- Directed by: Nuhi de Stani
- Produced by: Nuhi de Stani
- Starring: Albin Kurti (Prime Minister of Kosovo)
- Cinematography: Drea Cooper
- Edited by: Nuhi de Stani
- Music by: Jeff Vilensky / Michael Brennan
- Distributed by: National Film Network
- Release date: 2007;
- Running time: 62 min.
- Country: United States
- Language: Albanian / Serbian / English
- Budget: 85,000

= My Blood My Compromise =

My Blood My Compromise is a feature documentary film on Kosovo by Albanian-American director Nuhi de Stani.

== Synopsis ==
The director, Nuhi de Stani uses a wide range of interviews to delve into the very complicated conflict in Kosovo during the demise of Yugoslavia. The story is told in three parts: a brief history, the crimes against humanity and the 2008 Kosovo declaration of independence. The history aspect of the story is told by author of Kosovo: A Short History, Noel Malcolm. The crimes against humanity aspect is told through Luljeta Selimi, who created a women's foundation that provides help to women and children who were raped during the conflict. The quest for independence is channeled through Albin Kurti, a leading activist and leader of the Vetëvendosje movement and current serving prime minister of Kosovo.

==Film Festivals==
1. Titanic Budapest International Film Festival World Premiere
2. Brooklyn International Film Festival United States Premiere
3. Milano Film Festival Italian Premiere
4. Montreal Human Rights Film Festival Canadian Premiere

== Release and distribution ==
The final version of My Blood My Compromise was released in January, 2010 through the National Film Network.

==Critical reviews==
My Blood My Compromise has been reviewed and recommended by K. Fennessy of Video Librarian Magazine.
"...The filmmaker also talks with a U.N. representative, a member of the Serbian parliament, experts on ethnic cleansing, and ordinary Kosovans who recount their experiences fighting and defending themselves against the Serbs (one mother remains too traumatized to speak).
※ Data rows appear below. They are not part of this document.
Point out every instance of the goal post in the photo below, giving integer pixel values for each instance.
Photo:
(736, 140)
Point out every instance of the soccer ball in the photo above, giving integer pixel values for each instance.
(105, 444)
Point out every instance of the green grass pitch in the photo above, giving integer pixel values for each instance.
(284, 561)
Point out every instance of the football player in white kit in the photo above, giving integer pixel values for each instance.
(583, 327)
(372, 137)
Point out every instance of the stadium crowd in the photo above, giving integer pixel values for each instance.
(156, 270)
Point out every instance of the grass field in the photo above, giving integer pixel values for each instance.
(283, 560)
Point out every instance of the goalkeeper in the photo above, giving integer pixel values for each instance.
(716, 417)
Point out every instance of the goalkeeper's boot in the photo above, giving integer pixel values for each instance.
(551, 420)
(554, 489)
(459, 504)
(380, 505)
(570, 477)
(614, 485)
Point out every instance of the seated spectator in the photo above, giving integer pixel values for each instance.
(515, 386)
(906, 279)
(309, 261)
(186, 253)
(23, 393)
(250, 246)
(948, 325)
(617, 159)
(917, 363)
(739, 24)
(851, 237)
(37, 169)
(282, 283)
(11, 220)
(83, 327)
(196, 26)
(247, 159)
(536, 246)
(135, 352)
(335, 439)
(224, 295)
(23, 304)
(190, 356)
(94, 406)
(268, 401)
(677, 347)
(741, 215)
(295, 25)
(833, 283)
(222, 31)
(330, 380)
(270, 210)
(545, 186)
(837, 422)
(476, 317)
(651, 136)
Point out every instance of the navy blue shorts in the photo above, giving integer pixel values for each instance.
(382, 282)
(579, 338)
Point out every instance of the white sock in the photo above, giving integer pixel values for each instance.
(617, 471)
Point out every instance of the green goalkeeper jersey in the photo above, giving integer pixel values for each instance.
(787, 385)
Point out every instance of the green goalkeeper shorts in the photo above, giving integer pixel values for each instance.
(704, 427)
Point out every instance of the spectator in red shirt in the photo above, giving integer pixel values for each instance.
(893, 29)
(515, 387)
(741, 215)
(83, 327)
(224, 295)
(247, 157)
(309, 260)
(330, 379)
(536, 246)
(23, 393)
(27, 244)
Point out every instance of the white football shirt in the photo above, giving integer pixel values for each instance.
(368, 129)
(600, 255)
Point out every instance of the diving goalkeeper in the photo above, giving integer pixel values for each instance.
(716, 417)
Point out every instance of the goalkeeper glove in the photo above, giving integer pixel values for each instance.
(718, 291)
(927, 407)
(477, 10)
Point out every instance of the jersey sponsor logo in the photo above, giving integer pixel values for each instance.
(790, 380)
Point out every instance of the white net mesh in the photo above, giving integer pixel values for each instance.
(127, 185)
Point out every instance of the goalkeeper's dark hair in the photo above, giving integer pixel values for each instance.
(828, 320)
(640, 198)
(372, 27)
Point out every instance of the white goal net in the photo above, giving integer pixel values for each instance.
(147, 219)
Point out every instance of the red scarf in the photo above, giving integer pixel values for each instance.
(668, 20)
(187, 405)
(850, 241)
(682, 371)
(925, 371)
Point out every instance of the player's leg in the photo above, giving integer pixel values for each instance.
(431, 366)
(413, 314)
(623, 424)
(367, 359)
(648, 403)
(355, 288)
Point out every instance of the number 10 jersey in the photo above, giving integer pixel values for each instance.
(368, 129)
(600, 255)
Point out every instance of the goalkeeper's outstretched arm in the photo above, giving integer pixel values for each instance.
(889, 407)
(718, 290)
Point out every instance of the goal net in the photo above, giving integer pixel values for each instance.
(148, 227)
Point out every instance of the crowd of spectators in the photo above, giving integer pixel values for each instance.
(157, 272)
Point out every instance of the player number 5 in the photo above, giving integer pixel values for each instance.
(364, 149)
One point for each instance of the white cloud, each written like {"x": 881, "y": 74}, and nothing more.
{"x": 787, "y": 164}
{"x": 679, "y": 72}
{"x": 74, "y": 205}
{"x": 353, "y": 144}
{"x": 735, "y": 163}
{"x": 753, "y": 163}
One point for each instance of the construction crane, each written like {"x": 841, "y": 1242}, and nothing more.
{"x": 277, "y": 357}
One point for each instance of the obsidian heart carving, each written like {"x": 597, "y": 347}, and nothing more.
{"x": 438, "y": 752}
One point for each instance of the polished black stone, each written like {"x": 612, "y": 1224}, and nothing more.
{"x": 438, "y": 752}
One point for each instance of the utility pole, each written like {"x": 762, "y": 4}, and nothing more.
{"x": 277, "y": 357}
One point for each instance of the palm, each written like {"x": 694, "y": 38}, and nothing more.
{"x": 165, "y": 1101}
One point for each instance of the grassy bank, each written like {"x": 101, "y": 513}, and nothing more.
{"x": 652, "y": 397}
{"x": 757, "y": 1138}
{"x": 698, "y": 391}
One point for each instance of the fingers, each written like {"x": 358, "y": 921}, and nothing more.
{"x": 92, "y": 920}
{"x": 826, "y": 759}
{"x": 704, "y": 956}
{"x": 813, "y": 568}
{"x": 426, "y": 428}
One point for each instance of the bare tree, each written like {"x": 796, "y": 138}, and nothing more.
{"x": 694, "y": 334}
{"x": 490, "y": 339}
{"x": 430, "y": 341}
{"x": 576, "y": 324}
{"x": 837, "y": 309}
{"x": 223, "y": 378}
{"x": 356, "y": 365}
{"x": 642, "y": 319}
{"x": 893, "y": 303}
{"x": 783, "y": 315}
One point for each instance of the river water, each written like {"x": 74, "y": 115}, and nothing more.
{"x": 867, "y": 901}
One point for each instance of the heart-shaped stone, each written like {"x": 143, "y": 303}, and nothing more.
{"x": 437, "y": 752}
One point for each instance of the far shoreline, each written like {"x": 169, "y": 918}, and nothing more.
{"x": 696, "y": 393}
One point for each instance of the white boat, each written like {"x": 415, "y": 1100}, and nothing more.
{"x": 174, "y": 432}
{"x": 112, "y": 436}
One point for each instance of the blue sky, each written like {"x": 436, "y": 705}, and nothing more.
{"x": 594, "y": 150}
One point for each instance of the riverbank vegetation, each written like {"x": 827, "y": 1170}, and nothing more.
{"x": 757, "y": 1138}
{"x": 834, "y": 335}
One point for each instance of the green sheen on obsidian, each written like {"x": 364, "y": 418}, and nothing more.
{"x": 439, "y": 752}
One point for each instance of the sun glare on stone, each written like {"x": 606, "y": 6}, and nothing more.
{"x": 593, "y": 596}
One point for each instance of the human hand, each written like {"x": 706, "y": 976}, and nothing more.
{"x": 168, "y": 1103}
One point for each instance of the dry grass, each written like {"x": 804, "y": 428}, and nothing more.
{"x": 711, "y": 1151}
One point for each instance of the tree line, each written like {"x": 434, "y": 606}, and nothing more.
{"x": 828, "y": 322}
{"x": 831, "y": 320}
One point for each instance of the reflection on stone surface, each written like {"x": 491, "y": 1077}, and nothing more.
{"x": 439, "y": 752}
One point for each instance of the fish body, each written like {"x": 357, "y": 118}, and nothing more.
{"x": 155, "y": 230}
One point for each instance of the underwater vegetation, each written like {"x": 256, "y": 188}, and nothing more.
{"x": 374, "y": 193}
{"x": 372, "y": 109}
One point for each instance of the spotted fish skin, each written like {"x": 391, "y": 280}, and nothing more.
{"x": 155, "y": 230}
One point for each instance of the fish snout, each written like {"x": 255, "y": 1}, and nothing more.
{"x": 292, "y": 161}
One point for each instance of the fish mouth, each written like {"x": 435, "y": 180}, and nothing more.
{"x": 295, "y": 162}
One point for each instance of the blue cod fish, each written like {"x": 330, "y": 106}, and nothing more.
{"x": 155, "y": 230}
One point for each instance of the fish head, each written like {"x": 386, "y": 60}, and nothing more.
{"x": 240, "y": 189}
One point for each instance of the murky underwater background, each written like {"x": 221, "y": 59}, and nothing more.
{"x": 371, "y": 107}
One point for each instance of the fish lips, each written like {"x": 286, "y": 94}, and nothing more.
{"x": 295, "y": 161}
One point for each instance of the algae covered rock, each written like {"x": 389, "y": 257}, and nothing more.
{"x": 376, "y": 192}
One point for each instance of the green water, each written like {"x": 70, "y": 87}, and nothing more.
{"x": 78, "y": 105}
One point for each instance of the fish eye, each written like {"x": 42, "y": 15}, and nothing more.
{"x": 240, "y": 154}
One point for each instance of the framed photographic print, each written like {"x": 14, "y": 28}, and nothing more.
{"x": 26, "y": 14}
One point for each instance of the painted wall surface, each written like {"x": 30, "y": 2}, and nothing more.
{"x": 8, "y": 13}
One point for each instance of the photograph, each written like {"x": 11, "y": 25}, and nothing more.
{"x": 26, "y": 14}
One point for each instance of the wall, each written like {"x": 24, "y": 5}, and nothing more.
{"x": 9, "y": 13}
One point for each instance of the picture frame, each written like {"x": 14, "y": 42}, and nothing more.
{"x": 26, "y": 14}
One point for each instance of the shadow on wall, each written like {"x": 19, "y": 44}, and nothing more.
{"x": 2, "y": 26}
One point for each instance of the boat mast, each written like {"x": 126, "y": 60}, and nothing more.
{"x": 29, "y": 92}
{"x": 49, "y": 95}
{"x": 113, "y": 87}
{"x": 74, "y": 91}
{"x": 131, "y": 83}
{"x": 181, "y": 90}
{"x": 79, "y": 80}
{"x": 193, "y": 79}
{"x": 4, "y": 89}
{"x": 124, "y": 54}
The destruction of property and disruption of lives would force many into Albania and Montenegro, leaving Kosovo a broken territory inhabited by people suffering from physical and emotional scars. DVD extras include deleted scenes and the short documentary, “In a Word, ‘Democracy’,” which looks at the treatment of Macedonian Albanians in the wake of independence."